The Pittsburgh Symphony Orchestra is one of several arts groups in the Pittsburgh region say they finished 2011 in the red, largely because of cutbacks in state money, and that doesn't surprise the head of the Allegheny County Regional Asset District.
"When you look at nonprofits' financials, it's rarely cause for celebration," said David Donahoe, executive director of RAD, which supports libraries, parks, stadiums and cultural groups with half of the proceeds from an additional 1 percent sales tax in Allegheny County.
Although some groups overcame problems, financial reports filed with RAD recently show the symphony ended the year with a $1.3 million deficit and the Heinz History Center, a deficit of $200,828.
Symphony spokesman Jim Barthen blames cuts in public funding, noting the symphony received $1.7 million less from government sources in 2011. He said a new contract with musicians will help the symphony rebound. Its 9.7 percent cut in wages will save $1.4 million this year and $1.6 million next year.
Nevertheless, Ken McCrory, a board member for several nonprofits and principal with ParenteBeard, a Downtown accounting group, expressed concern.
"The problem with the symphony is their audience is just eroding," he said. "It keeps getting older and older, and I don't know how you stop that."
Debbie Krall of New Stanton and her fiance, Mike Sabatasse of Burgettstown, visit the Heinz History Center several times a year as they did on Saturday.
"Local history is fascinating, and it's all here in this place," Sabatasse said.
The History Center received from $500,000 to $600,000 from the state two years ago and not a cent this year.
Betty Arenth, its senior vice president, said it responded by cutting about 10 positions and delaying the opening of an exhibit, "The Story of Negro League Baseball: We Are the Ship," from last summer to this summer.
She said the History Center saves taxpayers more than $300,000 a year through a contract the state granted it two years ago to run the Fort Pitt Museum.
"This is perceived by folks in Harrisburg as a pretty good deal to keep the Fort Pitt museum at less than half what it cost the state to operate it," Arenth said.
Mitch Swain, president of the Greater Pittsburgh Arts Council, cited a common theme for groups such as the symphony, History Center and August Wilson Center.
"Owning and operating a facility just complicates the operations of these organizations," he said, citing the fluctuating costs of personnel, benefits and energy.

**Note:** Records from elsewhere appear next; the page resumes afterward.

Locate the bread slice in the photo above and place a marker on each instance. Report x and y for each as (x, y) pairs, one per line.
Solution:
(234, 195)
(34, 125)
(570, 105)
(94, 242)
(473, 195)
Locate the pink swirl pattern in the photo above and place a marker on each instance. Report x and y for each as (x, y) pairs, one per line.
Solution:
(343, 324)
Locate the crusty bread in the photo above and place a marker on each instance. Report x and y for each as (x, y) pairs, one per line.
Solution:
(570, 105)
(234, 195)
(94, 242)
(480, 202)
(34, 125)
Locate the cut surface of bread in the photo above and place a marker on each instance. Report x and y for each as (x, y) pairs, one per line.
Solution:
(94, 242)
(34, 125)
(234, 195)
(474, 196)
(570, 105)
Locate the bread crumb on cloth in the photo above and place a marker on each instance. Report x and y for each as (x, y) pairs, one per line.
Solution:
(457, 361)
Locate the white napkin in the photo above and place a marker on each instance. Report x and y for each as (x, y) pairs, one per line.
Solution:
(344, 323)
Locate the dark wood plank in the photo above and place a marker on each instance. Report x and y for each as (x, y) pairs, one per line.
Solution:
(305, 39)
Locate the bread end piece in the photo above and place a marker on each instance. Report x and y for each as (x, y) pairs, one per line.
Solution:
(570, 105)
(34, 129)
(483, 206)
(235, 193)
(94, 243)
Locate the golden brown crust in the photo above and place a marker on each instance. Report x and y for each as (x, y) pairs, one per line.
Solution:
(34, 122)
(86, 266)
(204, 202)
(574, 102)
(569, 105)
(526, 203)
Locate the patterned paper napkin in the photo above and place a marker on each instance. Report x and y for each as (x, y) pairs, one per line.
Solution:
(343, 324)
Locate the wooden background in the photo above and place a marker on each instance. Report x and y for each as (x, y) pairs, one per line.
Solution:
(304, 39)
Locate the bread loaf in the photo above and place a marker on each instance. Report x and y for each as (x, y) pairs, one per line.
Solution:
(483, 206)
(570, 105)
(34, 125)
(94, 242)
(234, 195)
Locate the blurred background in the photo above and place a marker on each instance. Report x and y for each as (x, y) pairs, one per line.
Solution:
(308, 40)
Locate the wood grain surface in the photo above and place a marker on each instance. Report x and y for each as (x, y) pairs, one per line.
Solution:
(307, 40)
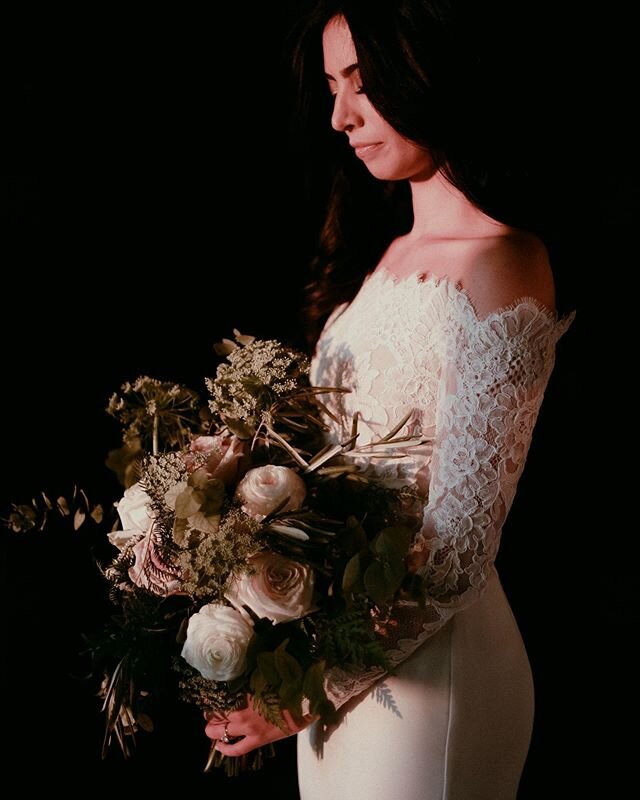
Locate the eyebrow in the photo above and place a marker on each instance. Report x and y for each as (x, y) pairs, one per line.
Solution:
(344, 72)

Two groups — the August Wilson Center and the Allegheny County Library Association — finished the year with apparent deficits that operators claim do not reflect the financial health of their organizations. The August Wilson Center reported a deficit of $321,706 and the library group, $106,684.
Andre Kimo Stone Guess, president and CEO of the August Wilson Center, said its expenses contain nearly $1 million for depreciation, an item that doesn't cost the center anything. Recalling the $1.5 million deficit in 2010, Guess said the center improved its finances by $1.2 million.
"I'm very proud of our results in '11," he said. Removing depreciation, "we balanced our books and put us in a stronger position to move toward sustainability and long-term viability."
Marilyn Jenkins, executive director of the group of suburban libraries, said the group operates on a calendar year and many of its grants come during a different fiscal cycle, which obscures its financial picture.
Some groups such as City Theatre and the Carnegie Library of Pittsburgh, which experienced financial problems in the past, enjoyed surpluses. City Theatre finished the year $382,485 in the black and the Carnegie Library, $65,608.
"We are really pleased to be starting the year on better financial footing than we have in many years, but there is still a lot of work to do," said Karlyn Voss, director of external and governmental affairs for the Carnegie Library.
She said table game revenue from casinos and fundraising that exceeded expectations fueled the surplus. This marked the first year the system raised more than $1 million for operations from individuals, corporations, foundations and other groups.
In November, city voters approved a 0.25-mill real estate tax dedicated to operating the Carnegie Library. Officials expect that to generate $3.25 million a year.